Residential Exterior Wall Reaction to Post-Flashover Compartment Fires

Abstract

Large outdoor fires involving building-to-building fire spread are catastrophic, often resulting in significant loss of life and property. Previous research investigating ignition of buildings from exterior fires has focused on exposures from wildland fuels, which typically have shorter residence times compared to structure fires. This paper presents the details of full-scale building-to-building fire spread experiments conducted on residential exterior wall assemblies. Three wall assemblies sided with exterior plywood panels (hereafter referred to as T1–11), exterior insulation finishing system (EIFS), and fiber cement board were exposed to a post-flashover compartment fire at 1.8, 3.0, and 4.3 m separation distances to evaluate reaction-to-fire characteristics.
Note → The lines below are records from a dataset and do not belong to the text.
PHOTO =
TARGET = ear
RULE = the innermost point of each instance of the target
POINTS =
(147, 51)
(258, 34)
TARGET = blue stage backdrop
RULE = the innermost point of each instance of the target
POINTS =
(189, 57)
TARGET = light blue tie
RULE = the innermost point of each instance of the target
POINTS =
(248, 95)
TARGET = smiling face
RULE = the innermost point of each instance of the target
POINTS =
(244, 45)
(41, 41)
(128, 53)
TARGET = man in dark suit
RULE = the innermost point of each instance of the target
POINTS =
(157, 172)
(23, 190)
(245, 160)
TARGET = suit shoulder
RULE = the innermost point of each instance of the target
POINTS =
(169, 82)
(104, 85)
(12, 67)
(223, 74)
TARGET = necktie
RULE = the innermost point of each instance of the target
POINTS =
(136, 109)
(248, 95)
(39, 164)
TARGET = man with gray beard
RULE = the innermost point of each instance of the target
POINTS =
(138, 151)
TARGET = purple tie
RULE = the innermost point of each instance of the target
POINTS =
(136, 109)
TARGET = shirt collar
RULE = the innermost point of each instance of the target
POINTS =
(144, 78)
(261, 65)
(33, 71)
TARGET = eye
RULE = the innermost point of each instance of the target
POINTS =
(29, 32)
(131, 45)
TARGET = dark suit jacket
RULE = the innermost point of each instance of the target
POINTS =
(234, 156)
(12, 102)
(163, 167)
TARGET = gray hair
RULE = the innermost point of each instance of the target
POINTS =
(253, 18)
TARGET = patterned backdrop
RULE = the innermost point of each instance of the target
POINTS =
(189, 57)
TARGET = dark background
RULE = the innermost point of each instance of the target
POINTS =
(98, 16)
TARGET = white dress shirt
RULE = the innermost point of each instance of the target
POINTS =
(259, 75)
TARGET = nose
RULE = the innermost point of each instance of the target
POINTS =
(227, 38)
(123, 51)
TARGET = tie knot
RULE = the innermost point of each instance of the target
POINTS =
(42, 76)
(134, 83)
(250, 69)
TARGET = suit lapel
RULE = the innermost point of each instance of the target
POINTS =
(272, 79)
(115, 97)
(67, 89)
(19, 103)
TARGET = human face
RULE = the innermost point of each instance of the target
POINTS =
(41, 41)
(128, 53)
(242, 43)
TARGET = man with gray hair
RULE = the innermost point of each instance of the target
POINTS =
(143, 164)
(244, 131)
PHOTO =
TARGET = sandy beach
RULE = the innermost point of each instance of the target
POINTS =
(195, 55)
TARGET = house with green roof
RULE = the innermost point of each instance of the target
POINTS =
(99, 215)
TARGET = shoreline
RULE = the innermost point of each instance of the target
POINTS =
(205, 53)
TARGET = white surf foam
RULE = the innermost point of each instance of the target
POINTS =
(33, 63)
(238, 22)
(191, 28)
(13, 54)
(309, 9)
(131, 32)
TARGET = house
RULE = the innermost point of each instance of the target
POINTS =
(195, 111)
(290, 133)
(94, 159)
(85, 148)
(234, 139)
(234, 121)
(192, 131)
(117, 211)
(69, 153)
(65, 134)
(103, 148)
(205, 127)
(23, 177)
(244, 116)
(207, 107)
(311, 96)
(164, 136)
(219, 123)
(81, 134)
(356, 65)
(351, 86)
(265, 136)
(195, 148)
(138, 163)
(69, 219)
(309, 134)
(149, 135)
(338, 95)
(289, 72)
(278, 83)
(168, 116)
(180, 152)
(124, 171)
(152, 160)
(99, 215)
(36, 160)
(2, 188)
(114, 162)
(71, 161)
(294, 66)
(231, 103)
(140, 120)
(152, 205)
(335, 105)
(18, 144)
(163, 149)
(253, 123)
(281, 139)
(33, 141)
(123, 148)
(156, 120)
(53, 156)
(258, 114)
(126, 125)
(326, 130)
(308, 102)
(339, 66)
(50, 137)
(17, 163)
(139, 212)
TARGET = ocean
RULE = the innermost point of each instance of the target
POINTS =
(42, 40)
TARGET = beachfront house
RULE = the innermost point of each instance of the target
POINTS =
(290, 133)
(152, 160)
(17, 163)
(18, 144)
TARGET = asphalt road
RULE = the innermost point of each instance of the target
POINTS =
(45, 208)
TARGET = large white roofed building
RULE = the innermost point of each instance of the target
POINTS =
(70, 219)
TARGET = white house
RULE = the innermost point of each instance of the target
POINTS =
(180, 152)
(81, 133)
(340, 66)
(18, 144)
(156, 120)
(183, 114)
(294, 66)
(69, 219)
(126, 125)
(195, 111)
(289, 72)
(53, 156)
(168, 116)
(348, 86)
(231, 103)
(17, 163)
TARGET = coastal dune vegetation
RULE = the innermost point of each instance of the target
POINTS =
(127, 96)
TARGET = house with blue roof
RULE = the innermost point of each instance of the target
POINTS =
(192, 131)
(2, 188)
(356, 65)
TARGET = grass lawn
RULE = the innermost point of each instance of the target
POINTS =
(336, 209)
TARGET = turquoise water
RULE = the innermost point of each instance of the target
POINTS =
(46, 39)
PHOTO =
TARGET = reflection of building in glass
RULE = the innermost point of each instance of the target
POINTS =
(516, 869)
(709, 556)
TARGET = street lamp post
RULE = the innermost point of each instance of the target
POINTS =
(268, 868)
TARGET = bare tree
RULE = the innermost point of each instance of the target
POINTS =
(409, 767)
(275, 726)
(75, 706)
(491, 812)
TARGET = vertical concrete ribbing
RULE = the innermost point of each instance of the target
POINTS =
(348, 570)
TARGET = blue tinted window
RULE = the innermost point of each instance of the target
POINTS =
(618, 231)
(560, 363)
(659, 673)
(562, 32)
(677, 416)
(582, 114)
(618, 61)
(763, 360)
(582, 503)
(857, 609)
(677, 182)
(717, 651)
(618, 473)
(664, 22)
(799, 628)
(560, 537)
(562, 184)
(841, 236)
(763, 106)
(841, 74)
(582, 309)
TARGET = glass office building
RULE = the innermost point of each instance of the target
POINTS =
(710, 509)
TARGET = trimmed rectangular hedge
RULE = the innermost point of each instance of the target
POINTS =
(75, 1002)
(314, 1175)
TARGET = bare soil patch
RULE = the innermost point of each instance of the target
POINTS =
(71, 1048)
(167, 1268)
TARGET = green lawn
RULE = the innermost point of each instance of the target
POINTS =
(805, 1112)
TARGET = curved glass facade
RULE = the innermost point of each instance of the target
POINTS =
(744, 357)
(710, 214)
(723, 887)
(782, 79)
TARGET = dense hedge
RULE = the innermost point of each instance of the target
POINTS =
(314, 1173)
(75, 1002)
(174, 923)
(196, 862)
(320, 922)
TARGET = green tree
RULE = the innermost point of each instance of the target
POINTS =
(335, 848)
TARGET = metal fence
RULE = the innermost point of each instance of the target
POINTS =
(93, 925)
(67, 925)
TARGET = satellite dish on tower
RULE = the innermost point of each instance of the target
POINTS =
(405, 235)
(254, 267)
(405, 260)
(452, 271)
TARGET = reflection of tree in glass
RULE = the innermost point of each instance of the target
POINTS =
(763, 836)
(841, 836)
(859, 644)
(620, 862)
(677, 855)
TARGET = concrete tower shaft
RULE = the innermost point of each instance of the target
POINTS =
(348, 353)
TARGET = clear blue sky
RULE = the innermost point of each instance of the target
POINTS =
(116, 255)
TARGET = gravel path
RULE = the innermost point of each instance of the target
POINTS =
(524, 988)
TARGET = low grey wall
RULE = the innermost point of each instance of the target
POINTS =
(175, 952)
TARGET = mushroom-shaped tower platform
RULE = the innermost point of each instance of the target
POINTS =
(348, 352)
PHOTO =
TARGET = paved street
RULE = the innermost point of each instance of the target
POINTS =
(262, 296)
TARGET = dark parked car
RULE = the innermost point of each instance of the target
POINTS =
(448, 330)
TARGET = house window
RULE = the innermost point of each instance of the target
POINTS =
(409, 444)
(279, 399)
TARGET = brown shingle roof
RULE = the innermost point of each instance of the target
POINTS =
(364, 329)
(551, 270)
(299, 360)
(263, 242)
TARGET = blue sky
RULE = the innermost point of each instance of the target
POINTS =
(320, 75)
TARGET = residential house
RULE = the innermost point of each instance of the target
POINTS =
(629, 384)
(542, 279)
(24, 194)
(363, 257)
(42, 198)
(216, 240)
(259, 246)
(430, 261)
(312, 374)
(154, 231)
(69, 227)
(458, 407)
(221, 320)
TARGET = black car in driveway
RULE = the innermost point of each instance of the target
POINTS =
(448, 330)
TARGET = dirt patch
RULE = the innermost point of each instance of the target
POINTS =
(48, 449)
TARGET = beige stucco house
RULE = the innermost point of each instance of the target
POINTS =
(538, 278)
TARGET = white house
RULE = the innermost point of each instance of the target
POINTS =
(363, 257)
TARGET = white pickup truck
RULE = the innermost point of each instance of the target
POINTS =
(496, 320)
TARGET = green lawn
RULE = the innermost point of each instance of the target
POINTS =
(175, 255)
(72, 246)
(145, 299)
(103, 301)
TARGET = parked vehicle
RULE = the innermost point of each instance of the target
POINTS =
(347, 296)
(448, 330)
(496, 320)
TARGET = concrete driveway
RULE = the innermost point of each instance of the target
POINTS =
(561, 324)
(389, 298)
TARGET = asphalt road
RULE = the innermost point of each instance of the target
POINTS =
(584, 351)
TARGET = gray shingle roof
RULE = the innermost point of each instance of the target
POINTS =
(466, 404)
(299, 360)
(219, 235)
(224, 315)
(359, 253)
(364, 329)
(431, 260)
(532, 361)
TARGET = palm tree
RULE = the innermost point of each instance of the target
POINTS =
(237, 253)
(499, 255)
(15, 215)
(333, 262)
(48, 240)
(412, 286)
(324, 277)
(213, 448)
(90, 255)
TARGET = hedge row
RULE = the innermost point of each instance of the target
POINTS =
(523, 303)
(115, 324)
All three wall assemblies tested ignited from the source exposure within this range of separation distances, which are common in residential areas with high structure density. Combustible siding (T1–11 and EIFS) ignited at the 3.0 and 4.3 m separation distances, whereas sheathing behind the noncombustible siding (fiber cement) wall assembly ignited at the 1.8 m separation distance. Compared to results from experiments with an identical protocol that examined the performance of double-pane window assemblies, the maximum heat load (time-integrated heat flux) at the time of ignition at the 3.0 m separation distance was consistently higher than the heat load at the time of cracking of the outer pane of plain (annealed) glass window assemblies but lower than that for cracking of both panes of a double-pane window assembly. Current codes, standards, and test methods should address fire penetration, as well as vertical and lateral flame propagation of exterior wall assemblies.